I’ve recently started processing my relationship with my mum and events from my childhood. I’ve started therapy and some things have resurfaced. I remember mum having a decorative samurai sword on her wall. When she argued with my stepdad, it would sometimes turn violent. Once, aged around 6, I got in between them and got a busted lip. I vividly remember the blood on my white nightie. I hid the sword under the sink because I was scared they would use it on each other.
I’m reading this back, thinking - of course it wasn’t normal.
If my stepdad left in the early hours, mum would drag me out of bed at 3 in the morning, aged four, to go searching the streets. She didn’t drive, so we would walk with me in pyjamas.
She once put a red towel on her head and pretended to be the devil because I had been naughty. She loved horror films and I watched them from about 8.
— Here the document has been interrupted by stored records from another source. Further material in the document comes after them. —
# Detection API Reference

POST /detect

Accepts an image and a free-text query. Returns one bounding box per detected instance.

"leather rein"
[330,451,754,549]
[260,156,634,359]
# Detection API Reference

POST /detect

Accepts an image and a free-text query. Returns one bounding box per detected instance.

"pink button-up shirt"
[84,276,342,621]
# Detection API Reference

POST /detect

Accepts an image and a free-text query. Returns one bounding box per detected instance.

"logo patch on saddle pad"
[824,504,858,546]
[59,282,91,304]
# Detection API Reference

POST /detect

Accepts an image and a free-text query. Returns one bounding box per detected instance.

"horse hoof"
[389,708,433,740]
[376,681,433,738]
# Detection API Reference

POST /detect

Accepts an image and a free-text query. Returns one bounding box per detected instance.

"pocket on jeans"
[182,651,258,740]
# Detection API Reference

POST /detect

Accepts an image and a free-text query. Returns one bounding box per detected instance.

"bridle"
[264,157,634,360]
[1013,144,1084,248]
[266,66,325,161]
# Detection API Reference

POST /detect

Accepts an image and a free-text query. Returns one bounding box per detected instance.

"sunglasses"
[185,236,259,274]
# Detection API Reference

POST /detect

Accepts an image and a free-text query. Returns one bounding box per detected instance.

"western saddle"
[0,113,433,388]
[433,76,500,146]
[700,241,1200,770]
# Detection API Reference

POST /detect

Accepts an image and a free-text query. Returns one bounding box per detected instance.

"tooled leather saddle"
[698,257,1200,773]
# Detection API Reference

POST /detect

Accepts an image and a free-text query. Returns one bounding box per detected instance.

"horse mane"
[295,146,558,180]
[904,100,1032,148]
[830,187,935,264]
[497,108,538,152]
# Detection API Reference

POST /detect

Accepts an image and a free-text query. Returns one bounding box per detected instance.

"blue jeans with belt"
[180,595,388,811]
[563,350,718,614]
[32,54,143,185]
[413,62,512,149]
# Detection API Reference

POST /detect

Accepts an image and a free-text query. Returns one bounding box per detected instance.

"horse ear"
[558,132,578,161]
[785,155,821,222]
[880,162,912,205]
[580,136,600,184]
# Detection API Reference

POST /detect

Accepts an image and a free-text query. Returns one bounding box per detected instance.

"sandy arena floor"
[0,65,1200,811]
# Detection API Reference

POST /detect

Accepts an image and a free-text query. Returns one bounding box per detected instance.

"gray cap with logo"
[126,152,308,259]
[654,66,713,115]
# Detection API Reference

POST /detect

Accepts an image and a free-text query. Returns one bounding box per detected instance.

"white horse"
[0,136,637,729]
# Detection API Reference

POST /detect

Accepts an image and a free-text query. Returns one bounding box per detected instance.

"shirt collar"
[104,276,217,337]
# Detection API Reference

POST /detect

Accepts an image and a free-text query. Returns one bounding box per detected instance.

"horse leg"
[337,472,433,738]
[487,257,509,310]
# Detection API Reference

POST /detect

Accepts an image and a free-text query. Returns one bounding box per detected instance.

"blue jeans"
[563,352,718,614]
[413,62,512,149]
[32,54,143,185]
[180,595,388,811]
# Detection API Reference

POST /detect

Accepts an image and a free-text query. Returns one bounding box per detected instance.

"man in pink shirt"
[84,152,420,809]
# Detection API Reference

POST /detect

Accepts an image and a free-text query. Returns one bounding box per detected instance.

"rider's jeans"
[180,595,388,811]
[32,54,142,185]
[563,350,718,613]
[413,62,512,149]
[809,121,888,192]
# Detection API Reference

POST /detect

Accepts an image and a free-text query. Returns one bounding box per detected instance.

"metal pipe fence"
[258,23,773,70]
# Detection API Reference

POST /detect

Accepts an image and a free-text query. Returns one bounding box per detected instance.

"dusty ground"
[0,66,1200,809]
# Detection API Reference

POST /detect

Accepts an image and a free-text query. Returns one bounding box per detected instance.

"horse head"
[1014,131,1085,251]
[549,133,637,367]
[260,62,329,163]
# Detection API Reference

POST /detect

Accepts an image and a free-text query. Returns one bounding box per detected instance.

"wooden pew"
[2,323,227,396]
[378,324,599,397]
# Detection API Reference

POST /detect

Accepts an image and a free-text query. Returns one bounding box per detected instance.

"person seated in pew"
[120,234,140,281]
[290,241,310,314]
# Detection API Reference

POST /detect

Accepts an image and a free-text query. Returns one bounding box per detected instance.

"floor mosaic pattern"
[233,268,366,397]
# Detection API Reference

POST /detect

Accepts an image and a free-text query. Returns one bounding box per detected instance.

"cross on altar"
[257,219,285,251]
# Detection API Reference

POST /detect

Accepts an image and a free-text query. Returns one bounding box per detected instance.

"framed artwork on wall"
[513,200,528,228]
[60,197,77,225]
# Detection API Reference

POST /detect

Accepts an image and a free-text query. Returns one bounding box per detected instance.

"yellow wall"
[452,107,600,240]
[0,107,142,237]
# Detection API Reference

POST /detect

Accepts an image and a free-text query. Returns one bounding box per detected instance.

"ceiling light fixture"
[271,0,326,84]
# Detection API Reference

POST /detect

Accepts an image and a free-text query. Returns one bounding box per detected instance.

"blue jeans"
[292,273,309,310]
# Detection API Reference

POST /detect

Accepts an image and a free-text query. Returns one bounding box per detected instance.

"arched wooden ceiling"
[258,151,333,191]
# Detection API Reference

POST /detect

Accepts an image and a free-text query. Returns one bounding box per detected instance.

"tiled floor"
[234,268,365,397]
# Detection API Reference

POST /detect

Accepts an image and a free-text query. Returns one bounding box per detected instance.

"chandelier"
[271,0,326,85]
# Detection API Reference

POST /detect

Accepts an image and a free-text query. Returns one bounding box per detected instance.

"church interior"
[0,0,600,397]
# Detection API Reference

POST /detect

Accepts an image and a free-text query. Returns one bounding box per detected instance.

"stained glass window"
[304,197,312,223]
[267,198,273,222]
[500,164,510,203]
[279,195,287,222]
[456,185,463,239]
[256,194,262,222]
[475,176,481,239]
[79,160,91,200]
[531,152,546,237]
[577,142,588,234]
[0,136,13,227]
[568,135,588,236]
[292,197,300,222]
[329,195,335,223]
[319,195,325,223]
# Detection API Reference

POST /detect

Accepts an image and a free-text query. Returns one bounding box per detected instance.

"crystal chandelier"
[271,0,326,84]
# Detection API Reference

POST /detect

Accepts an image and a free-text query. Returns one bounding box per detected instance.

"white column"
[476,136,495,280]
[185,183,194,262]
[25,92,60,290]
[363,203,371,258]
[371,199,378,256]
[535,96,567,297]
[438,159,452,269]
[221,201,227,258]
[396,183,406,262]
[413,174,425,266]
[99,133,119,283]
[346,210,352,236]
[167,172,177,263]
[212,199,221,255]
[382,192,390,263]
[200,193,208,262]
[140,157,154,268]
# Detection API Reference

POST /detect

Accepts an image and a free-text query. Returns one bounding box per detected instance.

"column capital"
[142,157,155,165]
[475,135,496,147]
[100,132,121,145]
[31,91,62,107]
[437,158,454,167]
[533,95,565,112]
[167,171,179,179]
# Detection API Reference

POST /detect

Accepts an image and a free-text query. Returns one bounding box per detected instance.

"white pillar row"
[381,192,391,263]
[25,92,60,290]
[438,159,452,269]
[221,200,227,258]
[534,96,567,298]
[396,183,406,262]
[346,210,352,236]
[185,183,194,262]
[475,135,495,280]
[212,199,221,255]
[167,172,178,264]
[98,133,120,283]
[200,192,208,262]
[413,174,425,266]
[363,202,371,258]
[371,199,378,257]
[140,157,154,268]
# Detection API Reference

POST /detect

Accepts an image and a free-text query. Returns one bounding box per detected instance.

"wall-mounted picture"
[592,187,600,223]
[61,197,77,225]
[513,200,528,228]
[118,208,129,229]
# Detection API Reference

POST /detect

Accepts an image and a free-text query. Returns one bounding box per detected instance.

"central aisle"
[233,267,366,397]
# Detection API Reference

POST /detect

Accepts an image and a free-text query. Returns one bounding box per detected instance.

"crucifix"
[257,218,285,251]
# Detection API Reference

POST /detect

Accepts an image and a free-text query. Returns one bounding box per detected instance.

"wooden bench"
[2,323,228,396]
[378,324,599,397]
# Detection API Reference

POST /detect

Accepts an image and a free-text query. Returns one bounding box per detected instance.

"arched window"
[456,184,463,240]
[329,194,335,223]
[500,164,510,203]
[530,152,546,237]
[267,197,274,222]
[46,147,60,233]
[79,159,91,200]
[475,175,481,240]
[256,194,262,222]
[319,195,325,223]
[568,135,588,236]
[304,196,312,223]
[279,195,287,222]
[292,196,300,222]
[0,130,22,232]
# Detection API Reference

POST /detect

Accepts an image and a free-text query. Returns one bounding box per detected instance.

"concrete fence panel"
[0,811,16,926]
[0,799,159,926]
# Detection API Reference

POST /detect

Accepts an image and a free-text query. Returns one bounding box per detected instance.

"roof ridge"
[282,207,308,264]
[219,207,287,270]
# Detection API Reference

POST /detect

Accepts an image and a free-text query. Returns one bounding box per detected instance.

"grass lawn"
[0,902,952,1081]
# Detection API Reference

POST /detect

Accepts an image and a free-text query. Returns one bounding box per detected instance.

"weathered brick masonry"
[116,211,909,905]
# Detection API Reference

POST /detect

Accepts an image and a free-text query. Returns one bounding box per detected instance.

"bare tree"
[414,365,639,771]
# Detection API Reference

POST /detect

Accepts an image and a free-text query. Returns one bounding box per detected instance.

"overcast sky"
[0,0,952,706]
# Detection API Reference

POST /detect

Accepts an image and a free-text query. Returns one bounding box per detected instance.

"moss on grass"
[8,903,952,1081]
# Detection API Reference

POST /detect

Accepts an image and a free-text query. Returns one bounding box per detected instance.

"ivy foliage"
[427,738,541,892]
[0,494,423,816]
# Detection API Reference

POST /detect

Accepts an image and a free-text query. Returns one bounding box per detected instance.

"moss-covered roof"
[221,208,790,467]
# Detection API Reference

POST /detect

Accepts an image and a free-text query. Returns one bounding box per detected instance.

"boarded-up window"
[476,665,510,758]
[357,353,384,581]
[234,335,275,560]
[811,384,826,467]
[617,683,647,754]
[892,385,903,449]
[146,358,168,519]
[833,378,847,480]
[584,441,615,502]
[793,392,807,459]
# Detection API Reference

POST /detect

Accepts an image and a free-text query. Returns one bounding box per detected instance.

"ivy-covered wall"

In my early teens she would bring me with her while she met the men she had affairs with, so my stepdad wouldn’t suspect.
She’s not a great mum or grandmother now. Dd2 won’t see her as she once tried to play oujia with her!! She did that to me as a child. She is distant and thankfully has no unsupervised time with the dc, but doesn’t see to care either way. It broke my heart when grandparents were posting about how much they missed the gc over lockdown and I realised she didn’t care at all. I’m trying to process and I’m not even sure where I’m going with this rambling post. I haven’t gone NC but I’m not sure if I should. She can sometimes be very nice and I’m not in the same place I was as a child.